Пластика северян поверена архитектоникой собора и истовостью монашеского служения. Сухость черт, изможденность и бледность бургундских героев на холстах – а когда попадаешь после зала бургундской живописи в зал фламандцев, Йорданса и Рубенса, то поражаешься: это тот же Антверпен, но изображена совсем иная порода людей, жирная, пышная, розовомясая – объясняется просто. Причиной тому – религиозная эстетика; нет лучшей иллюстрации к святому Бонавентуре или Генриху Сузо, нежели живопись бургундских мастеров. Превращение боли и испытания в эстетическую категорию – существенный компонент средневековой мысли. Бонавентура однажды уподобил раны Христовы кроваво-красным цветам нашего сладостного и цветущего рая – при взгляде на красные цветы «Гентского алтаря» ван Эйка эту метафору трудно оспорить. Добавлю от себя, что Рогир ван дер Вейден всегда пишет раны Христовы как мандорлы (то есть, раскрывающиеся лепестки своего рода капсулы, в которой на небесной тверди появляется Богоматерь или сам Иисус). Пропоротые гвоздями дыры под кистью Рогира становятся совершенной формой, источают свет. Сошлюсь также на изображение солнца в рогировском Триптихе Абегга (1440-е гг.) – здесь светило встает в кроваво-красном ободе, цветом совпадающем с кровью, стекающей из ран Христовых. Красный цвет ван дер Вейдена, без сомнения, буквально коррелирует с кровью Спасителя. В Диптихе «Распятие» (1460) символика «красное = кровавое» достигает прямоты, сопоставимой с приемом Фрэнсиса Бэкона спустя четыреста лет: фигуры Распятого и Марии с Иоанном помещены на красном фоне неизвестно откуда взявшейся в пространстве красной ткани.

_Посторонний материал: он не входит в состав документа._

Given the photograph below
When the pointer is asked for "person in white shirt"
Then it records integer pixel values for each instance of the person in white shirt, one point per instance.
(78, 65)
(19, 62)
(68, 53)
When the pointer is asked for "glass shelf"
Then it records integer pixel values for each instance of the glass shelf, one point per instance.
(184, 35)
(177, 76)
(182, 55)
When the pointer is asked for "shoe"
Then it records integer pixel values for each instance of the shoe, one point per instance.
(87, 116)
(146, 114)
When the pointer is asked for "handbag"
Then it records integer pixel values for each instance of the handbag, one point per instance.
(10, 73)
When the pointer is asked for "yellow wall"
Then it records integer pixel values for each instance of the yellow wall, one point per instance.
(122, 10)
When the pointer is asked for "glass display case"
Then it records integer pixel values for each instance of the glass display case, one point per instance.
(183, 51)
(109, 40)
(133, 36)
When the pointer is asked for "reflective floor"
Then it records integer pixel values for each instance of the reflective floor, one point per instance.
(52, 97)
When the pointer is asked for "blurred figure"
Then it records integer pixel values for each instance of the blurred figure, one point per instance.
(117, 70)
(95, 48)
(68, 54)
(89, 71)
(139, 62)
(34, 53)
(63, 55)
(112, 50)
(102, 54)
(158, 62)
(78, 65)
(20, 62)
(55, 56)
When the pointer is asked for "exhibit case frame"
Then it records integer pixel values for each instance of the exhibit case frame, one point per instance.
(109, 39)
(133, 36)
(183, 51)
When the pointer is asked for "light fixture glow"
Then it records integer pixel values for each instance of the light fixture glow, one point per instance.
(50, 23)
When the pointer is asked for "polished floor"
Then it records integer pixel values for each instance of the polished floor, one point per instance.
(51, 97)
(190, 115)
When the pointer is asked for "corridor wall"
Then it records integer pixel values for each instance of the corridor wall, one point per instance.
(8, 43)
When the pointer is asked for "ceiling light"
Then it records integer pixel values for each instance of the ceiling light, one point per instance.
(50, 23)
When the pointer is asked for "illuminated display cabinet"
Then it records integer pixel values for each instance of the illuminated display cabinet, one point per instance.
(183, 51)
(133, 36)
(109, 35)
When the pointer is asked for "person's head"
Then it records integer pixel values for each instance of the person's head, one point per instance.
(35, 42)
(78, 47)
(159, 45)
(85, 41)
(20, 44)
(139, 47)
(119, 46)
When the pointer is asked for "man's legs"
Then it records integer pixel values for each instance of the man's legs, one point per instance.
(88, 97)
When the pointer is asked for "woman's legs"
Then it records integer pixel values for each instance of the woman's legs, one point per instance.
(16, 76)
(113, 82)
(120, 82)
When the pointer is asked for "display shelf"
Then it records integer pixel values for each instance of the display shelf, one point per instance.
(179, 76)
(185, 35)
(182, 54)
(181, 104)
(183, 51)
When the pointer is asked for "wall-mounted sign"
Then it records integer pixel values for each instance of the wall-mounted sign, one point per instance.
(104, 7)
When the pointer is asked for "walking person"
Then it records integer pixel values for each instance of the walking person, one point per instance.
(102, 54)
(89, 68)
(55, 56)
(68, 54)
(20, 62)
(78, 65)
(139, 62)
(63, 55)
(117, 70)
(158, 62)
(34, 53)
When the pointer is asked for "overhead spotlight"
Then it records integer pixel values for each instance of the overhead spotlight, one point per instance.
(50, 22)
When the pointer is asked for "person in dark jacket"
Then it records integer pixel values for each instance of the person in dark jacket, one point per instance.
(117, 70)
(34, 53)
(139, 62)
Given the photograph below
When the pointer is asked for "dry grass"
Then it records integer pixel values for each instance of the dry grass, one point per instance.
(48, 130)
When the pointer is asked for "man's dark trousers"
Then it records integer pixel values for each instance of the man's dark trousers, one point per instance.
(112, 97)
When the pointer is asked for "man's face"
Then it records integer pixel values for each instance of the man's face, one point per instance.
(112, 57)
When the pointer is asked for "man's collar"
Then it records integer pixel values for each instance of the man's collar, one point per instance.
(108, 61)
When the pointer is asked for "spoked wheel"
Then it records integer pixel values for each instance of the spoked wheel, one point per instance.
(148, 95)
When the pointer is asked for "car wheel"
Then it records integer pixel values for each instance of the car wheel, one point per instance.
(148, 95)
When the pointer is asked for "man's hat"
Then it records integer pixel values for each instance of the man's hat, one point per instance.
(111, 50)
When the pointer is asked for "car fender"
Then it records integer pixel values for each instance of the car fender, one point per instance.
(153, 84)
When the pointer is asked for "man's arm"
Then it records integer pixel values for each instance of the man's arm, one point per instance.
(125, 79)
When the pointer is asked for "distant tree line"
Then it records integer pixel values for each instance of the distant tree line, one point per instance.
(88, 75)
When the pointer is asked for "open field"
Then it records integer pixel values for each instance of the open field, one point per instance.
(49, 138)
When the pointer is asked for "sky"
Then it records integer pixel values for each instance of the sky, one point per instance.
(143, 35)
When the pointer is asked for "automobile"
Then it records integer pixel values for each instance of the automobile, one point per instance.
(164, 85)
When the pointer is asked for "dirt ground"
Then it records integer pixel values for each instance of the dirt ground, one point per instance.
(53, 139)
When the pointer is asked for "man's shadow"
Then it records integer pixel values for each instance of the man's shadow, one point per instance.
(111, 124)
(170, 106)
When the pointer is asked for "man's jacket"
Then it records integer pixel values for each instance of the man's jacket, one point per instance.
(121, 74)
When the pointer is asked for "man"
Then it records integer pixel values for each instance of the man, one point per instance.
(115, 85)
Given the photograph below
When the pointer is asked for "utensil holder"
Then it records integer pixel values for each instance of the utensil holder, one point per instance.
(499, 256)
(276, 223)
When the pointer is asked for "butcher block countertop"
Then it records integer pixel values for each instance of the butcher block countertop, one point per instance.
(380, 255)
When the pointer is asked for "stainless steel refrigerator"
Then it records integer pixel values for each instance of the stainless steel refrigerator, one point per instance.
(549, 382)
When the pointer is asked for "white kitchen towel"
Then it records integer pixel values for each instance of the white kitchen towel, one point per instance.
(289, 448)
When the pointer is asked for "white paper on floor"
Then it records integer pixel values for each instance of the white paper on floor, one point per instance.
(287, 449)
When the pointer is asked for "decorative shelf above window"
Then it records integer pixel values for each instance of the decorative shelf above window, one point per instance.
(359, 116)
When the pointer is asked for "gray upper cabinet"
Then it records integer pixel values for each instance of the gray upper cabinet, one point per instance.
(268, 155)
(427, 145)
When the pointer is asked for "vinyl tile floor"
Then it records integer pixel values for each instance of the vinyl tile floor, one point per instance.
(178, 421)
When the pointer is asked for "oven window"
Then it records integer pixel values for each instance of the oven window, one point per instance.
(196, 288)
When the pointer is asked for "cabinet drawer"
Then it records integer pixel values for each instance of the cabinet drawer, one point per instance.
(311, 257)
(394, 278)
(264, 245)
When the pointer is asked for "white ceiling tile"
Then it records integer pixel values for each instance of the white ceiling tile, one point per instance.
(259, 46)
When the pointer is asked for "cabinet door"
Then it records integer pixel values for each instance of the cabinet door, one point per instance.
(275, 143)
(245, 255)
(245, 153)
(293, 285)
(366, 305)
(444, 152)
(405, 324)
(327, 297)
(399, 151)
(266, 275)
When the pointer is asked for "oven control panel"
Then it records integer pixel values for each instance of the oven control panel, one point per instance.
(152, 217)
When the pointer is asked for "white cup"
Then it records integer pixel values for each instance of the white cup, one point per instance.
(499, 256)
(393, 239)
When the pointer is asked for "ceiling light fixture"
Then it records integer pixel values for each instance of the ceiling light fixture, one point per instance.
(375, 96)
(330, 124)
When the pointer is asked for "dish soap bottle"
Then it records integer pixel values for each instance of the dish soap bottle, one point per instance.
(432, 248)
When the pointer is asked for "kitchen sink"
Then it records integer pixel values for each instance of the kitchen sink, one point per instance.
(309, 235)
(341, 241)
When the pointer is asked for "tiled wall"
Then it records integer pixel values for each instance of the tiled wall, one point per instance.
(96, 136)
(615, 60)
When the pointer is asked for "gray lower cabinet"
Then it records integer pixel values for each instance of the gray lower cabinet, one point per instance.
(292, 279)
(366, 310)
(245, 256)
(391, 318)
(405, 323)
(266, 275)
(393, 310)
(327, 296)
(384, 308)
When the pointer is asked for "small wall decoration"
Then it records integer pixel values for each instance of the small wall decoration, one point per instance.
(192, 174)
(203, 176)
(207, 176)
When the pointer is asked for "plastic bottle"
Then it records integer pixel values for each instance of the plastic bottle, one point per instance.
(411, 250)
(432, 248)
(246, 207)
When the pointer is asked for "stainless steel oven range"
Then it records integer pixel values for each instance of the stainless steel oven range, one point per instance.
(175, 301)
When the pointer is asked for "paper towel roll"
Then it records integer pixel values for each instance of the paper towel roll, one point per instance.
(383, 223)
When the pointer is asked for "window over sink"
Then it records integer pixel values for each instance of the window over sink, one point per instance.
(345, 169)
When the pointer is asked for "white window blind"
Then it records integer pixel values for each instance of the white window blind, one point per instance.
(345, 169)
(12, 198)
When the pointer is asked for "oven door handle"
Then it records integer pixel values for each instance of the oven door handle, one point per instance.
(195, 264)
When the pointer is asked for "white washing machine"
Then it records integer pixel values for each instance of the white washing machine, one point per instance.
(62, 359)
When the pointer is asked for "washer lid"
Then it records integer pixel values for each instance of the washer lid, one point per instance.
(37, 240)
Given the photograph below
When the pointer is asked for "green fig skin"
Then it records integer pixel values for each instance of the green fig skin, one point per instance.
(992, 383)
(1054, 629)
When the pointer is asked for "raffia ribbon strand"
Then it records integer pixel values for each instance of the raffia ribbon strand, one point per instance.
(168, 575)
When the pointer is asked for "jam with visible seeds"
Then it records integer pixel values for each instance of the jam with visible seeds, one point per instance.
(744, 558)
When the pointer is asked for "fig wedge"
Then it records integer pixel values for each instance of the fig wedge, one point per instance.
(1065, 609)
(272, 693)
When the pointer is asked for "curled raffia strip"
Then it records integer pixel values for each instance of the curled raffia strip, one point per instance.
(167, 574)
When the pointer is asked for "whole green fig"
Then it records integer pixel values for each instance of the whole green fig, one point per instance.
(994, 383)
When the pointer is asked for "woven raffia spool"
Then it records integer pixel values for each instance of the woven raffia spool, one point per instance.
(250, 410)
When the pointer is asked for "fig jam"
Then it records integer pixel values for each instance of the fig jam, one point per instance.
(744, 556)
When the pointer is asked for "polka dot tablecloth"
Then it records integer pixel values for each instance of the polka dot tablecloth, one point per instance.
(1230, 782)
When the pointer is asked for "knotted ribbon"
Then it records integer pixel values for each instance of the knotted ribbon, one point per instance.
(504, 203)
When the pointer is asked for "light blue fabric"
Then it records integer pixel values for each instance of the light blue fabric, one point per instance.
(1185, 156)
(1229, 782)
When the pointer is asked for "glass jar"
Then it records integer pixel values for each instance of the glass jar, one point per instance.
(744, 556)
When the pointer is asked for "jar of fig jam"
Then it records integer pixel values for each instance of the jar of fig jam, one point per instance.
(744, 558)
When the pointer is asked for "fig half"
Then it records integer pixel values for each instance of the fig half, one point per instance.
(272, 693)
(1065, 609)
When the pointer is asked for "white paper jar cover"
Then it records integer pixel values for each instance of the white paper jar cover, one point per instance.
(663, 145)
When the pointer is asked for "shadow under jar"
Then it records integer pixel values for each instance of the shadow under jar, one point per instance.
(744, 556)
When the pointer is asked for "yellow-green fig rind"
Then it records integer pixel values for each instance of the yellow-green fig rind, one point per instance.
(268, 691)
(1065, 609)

Фигуры же, изломанные и изможденные, на картинах бургундских мастеров свидетельствуют о том, что изображенные художниками люди – истово верующие. Бургундские живописцы писали не просто фигуры – они писали плоть, прошедшую испытания, умерщвленную плоть. Здесь иная анатомия, нежели у героев Рубенса, это даже иной человеческий тип.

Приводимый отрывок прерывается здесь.